Harvesting and Curing Potatoes

If you grew up with a family garden, you might remember the joy of gathering up potatoes, like finding buried treasure right in the backyard. Even if you didn’t grow up with a garden, you’ll quickly see the joy in a potato harvest. There’s something magical about hoping for a good harvest and unearthing piles of tasty potatoes. However, it’s not as simple as just digging. There are a few key steps to take when harvesting and preparing your potatoes for storage.

Harvest Your Potatoes When the Plants Die

Harvest your potatoes after the plants turn yellow and brown and die back. This ensures that your potatoes are as large and mature as possible. It also improves their storage ability. The plants dying indicates to the potatoes that the growing season is over. 

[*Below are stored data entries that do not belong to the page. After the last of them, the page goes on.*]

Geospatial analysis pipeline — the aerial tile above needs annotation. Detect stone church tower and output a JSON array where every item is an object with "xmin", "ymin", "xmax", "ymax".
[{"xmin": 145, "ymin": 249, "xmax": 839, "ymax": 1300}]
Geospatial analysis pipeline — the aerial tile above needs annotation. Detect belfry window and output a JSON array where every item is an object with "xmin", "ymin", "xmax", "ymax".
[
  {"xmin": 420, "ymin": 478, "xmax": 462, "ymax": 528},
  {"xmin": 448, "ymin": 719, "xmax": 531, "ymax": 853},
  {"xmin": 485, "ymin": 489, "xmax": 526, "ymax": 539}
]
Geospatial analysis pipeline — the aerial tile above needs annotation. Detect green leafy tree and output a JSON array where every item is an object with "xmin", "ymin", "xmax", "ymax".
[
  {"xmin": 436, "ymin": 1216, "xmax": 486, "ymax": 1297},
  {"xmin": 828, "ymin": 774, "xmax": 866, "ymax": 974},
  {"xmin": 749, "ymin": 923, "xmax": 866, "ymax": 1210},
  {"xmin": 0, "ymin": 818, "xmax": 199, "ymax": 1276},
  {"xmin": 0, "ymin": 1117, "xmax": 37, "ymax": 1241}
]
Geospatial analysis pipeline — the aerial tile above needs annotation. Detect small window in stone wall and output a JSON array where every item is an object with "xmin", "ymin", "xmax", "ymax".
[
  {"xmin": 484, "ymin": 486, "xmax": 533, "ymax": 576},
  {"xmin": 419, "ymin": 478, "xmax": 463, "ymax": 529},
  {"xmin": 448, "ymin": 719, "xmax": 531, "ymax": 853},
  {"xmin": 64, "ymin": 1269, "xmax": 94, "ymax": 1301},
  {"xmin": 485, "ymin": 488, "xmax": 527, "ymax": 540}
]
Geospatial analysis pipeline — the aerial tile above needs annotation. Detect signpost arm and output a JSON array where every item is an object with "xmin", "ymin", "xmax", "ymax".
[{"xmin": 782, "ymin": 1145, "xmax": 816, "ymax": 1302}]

Potatoes can tolerate a light frost, but it’s generally best to harvest them before your first hard frost is expected.

Don’t Leave Your Potatoes in the Sun

Leaving potatoes in the sun will cause them to turn green. Green potatoes taste bitter, and if you eat enough, it can cause upset stomach, vomiting, and diarrhea. If you have a potato with a green spot, you can trim it off, but if the whole potato is green, compost it.

Harvest Potatoes Carefully

Usually, it’s easiest to lift potatoes from the ground with a garden fork. However, you must do your best to avoid damaging your potatoes. Any potatoes with cuts, insect damage, or bruises should be separated and used immediately or composted if necessary. 

Cure Your Potatoes

Potatoes can’t go straight into storage after harvest. You must cure your potatoes. Curing thickens the potatoes’ skins, allows minor cuts to heal, and slows their respiration (a process where they convert sugar and starches to carbon dioxide and water). 

In an ideal situation, it’s best to cure potatoes at 45 to 60 degrees Fahrenheit and high relative humidity (85 to 95 percent) for two weeks. However, most of us don’t have giant walk-ins or places we can control the temperature and humidity like that. Instead, spread your potatoes out somewhere in your home that’s cool, dark, and relatively moist. A basement, mudroom, outbuilding, or spare bedroom may work. 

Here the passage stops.